Developers don't have to create a whole bunch of reflection maps to do reflections, water, and many other materials. It's a pain in the ass and they never quite look good enough anyway. It's also going to offer a huge increase in geometry. Rasterized graphics are easy to get up and going, but past a certain point, the more polygons you have the slower it gets. Ray tracing is mainly dependent on resolution and it's the complete opposite. It takes a lot of power, more than currently available to get it up and running. But once you cross that point, you can have lots and lots of geometry at very little additional cost. It won't affect it. That means more actual 3D detail in objects, especially organic plants like trees. So there's an expected switch in the industry coming shortly. Well known figureheads like John Carmack is already gearing his studio towards preparing for it.

Can we have it?

Not yet. We're actually really close on the PC, but still nowhere near being able to run on next gen consoles. Real ray tracing is around the corner on the PC though. See the Brigade ray tracing engine. Keep an eye on it. It's going to be awesome. The only thing confirmed for consoles are screen spaced reflections, which is NOT to be confused with the real thing.

What's the difference between ray tracing and screen spaced reflections?

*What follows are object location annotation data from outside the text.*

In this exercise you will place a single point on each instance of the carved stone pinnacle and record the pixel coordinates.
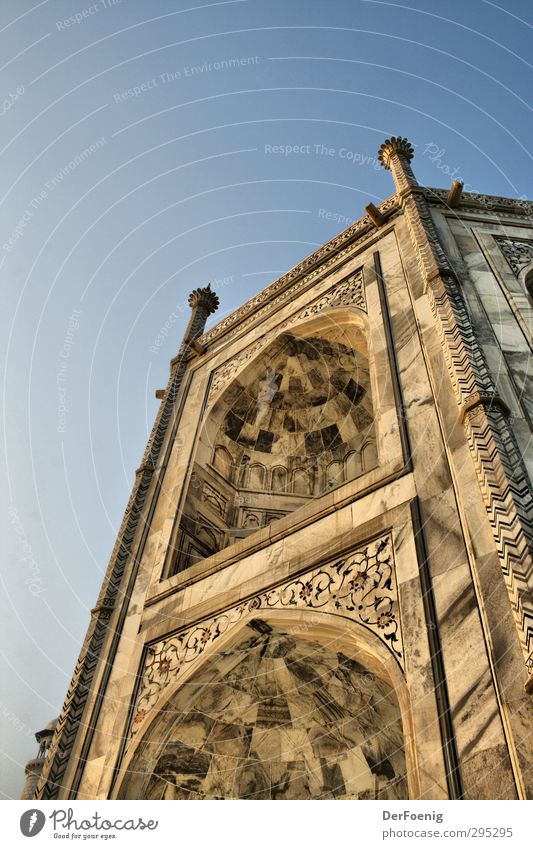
(396, 144)
(205, 298)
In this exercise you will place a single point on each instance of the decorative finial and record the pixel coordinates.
(205, 298)
(396, 144)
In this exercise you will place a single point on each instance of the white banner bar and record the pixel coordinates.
(254, 824)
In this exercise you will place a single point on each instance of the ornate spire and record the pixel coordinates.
(395, 154)
(204, 299)
(203, 302)
(395, 145)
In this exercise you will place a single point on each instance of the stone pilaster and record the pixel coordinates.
(66, 746)
(500, 470)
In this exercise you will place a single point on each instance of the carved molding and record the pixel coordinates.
(82, 683)
(517, 252)
(488, 203)
(502, 475)
(348, 292)
(503, 478)
(361, 586)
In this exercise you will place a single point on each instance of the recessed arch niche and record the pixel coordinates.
(274, 715)
(294, 423)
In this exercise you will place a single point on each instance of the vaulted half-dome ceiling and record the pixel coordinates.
(295, 422)
(302, 397)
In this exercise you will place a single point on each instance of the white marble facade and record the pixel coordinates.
(313, 601)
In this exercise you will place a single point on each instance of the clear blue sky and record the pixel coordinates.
(128, 177)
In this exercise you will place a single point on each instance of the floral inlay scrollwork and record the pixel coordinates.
(518, 254)
(361, 586)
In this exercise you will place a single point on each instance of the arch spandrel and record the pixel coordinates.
(292, 706)
(269, 443)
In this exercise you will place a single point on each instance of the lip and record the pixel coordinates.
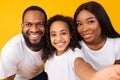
(35, 36)
(87, 36)
(60, 44)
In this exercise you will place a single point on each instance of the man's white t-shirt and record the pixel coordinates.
(103, 57)
(17, 58)
(62, 67)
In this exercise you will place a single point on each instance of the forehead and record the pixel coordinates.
(34, 15)
(58, 25)
(84, 14)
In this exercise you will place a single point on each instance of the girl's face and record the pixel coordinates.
(88, 26)
(60, 36)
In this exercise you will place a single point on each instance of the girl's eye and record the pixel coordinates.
(40, 24)
(91, 21)
(78, 24)
(64, 33)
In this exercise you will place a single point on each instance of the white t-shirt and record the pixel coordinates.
(17, 58)
(62, 67)
(103, 57)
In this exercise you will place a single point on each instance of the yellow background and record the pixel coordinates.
(11, 12)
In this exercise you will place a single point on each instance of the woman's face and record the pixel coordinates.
(88, 26)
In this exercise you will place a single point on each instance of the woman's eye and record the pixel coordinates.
(64, 33)
(28, 24)
(78, 24)
(91, 21)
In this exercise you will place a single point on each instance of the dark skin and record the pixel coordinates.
(117, 62)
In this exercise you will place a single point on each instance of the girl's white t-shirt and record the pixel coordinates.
(62, 67)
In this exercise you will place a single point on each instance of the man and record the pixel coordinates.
(21, 56)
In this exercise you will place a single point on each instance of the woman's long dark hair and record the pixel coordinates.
(102, 17)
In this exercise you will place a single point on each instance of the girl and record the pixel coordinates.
(64, 55)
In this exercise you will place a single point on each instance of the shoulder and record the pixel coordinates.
(12, 44)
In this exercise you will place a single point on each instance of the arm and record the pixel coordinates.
(117, 62)
(86, 72)
(10, 78)
(83, 70)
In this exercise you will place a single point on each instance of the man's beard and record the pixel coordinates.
(35, 46)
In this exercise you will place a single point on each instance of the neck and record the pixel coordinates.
(98, 44)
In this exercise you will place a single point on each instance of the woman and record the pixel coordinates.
(100, 42)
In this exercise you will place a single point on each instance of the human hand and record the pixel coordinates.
(108, 73)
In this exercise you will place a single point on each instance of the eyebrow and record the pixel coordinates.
(91, 18)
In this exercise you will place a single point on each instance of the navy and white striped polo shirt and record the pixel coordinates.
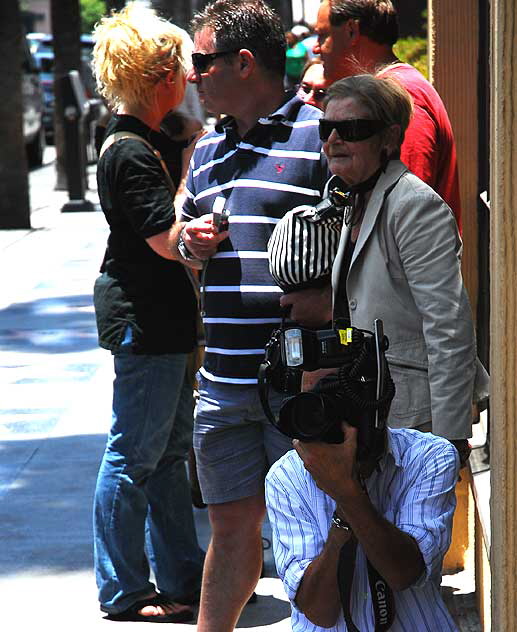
(277, 165)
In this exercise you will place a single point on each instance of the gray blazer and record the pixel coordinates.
(406, 270)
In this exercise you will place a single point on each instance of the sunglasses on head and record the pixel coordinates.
(351, 130)
(318, 95)
(202, 61)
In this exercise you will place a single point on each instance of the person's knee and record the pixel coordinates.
(238, 520)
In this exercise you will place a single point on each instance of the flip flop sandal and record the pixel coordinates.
(132, 613)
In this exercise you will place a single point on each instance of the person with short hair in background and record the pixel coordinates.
(312, 88)
(357, 36)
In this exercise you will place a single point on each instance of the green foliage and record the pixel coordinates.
(91, 12)
(413, 50)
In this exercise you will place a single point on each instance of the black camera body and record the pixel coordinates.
(360, 392)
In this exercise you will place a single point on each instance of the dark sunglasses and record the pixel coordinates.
(306, 88)
(203, 61)
(351, 130)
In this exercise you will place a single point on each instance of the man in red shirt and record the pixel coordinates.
(357, 36)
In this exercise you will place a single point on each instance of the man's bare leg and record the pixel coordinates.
(233, 562)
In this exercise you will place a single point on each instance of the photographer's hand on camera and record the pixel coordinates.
(311, 307)
(394, 554)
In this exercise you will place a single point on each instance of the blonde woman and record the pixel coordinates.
(146, 315)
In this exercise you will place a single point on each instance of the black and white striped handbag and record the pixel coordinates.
(304, 243)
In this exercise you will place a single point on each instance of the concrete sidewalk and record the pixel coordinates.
(55, 407)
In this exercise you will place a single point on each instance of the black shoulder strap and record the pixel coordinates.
(381, 594)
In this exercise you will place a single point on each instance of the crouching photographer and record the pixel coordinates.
(361, 514)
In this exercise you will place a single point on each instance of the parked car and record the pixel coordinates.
(33, 106)
(41, 45)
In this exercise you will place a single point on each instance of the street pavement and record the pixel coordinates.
(55, 392)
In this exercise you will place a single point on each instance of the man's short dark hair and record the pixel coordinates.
(250, 24)
(377, 18)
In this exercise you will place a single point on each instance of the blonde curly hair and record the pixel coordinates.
(134, 49)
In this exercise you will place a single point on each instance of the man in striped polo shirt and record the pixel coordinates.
(261, 161)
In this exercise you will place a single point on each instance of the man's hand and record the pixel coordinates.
(311, 308)
(332, 465)
(201, 237)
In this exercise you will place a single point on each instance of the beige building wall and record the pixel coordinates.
(453, 63)
(503, 305)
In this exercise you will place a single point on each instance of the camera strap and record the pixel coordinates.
(381, 594)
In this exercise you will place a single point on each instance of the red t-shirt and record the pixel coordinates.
(429, 150)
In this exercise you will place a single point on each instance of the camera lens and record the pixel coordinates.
(303, 417)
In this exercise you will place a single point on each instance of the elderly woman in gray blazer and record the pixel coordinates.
(399, 260)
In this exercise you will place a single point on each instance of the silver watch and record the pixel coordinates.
(340, 523)
(183, 250)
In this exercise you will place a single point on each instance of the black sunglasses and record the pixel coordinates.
(306, 88)
(351, 130)
(202, 61)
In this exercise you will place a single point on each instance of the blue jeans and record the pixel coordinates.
(142, 489)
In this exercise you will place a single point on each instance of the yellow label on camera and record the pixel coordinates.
(345, 335)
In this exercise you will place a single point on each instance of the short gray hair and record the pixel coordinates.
(385, 98)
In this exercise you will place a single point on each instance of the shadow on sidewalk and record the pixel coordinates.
(49, 325)
(47, 488)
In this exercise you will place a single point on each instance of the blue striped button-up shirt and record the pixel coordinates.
(413, 489)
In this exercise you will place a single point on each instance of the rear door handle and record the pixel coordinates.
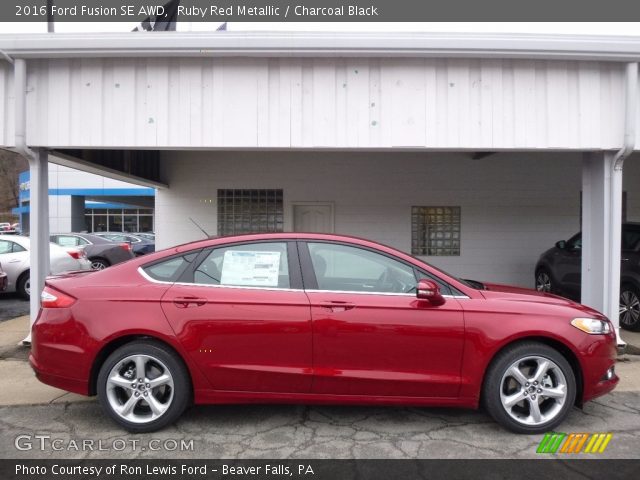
(337, 306)
(186, 302)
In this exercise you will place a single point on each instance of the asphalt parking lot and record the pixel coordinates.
(12, 306)
(285, 431)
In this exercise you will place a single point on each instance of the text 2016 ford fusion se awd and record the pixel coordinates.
(314, 318)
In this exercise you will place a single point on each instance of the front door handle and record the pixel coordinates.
(186, 302)
(337, 306)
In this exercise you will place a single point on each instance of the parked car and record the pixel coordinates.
(139, 245)
(14, 256)
(102, 253)
(3, 280)
(559, 271)
(304, 318)
(148, 235)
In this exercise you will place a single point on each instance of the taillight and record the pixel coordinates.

SSR is a standard feature of Crytek's Cryengine, Frostbite, Unreal Engine 4, Guerrilla's KZ:SF engine, and a lot of others, but it's not the same thing. They are not even remotely close to being similar. It's a hack mainly to give you dynamic reflections only. It's not a lighting engine. It's just used for getting dynamic reflections for rasterized graphics, but that's all. No transparency, no lighting and shadows, no global illumination, no refraction benefits, none of that. And the reflections themselves only take into considerations objects on screen, not objects that may be out of your view, but where you should still see their reflection if you are at an angle. It just won't be there.

Screen spaced reflections:

Brigade 2 ray tracing lighting engine:

Note how close it gets to images you typically only see in 3D animation programs or Pixar movies. Except, it's in real time and runs at roughly 30fps but currently requires roughly a Titan to run and it's still very noisy in motion.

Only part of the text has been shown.